After the assassination of United Healthcare CEO Brian Thompson I think it's time to look at why America's healthcare system is so corrupted that normal people would cheer the death of a prominent healthcare executive. I doubt you'll be surprised to hear that it is all capitalism's fault.
Let's start here:
The needs of the typical American are not the needs of the American rich. If you talk about healthcare, childcare, or college debt – you’re talking about things no rich family needs to worry about. The rich can afford the best healthcare – some don’t even really need insurance because a wealthy person can afford to cut a $500,000 check for heart surgery. The rich can afford quality childcare when their kids are small. Rich folks pay for full time live-in nannies to watch little ones 24 hours a day. College debt? Please. The rich send their kids to the most expensive private schools without a second thought. For the rich there is no such thing as a student loan because mom and dad can pay full freight without blinking.
Just to refresh, who do the political class in this country answer to? They answer to the people who fund their campaigns. Rich people are at the front of the line because the political class depends on them to keep their jobs. The rest of us are expected to show up on Election Day to ratify the choices that rich people have made on our behalf. Because of this the needs of the public are secondary to the needs of the rich. Yet our situation is far from hopeless.
The US healthcare system is completely unsustainable. Within our lifetimes it is going to change and it is going to break in favor of the US public. It absolutely must. We have the most expensive healthcare system on earth with the worst health outcomes of any wealthy industrial nation. The average spent per person in the US was $12,555 a year (in 2024) compared to the UK, which spends $5,493 per person annually. Approximately 18 percent of the US economy goes to healthcare, more than twice what other major countries spend. That’s already really high but some projections estimate that number could climb past 37 percent of GDP by 2050. That means that in the year 2050 almost two out of every five dollars spent in the US will be for something health-related.

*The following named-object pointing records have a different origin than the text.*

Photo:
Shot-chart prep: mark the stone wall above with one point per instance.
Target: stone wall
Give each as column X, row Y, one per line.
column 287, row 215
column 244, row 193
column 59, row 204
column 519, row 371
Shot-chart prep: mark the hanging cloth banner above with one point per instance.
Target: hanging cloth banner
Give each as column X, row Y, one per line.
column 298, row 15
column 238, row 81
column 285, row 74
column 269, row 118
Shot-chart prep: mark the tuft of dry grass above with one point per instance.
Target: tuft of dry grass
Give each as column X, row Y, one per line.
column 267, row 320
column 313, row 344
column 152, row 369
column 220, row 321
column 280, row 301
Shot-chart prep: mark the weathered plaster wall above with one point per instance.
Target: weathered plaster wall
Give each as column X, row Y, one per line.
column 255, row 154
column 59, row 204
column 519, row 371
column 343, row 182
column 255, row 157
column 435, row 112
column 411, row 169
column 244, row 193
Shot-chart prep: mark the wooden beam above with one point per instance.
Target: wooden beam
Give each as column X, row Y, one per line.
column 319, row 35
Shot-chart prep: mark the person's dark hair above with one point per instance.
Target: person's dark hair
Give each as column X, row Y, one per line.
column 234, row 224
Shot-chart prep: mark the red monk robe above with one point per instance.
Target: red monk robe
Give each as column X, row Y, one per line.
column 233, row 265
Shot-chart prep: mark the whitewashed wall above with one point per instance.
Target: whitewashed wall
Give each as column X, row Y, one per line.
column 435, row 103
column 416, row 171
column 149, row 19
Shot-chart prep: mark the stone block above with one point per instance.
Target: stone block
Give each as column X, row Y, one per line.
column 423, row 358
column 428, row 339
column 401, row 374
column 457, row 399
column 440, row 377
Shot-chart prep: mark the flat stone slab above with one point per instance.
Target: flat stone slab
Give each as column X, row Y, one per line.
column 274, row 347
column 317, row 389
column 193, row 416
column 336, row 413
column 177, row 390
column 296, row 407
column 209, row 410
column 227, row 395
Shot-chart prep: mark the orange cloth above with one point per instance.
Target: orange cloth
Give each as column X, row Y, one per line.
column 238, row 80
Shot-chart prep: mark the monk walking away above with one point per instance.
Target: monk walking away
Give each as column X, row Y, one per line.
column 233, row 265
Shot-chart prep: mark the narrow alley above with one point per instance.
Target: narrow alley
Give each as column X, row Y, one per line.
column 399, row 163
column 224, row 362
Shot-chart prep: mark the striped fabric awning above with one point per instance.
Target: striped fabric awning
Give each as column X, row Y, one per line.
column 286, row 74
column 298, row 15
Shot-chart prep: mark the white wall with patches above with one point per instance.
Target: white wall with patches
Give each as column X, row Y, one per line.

According to a Commonwealth Fund report the US “ranks behind most countries on many measures of health outcomes, quality, and efficiency.” In recent years average life expectancy in the US has been dropping, down to 77.4 in 2022. We are waaay behind countries like Japan and Switzerland, where life expectancies are closer to 84. So even though we’re spending vastly more money than everybody else we’re getting worse results. That might not seem like a huge deal but even small differences in life expectancy add up when your country is home to 335 million people. If Americans were to extend life expectancies by five years that would be more than an additional 1.6 billion years of life.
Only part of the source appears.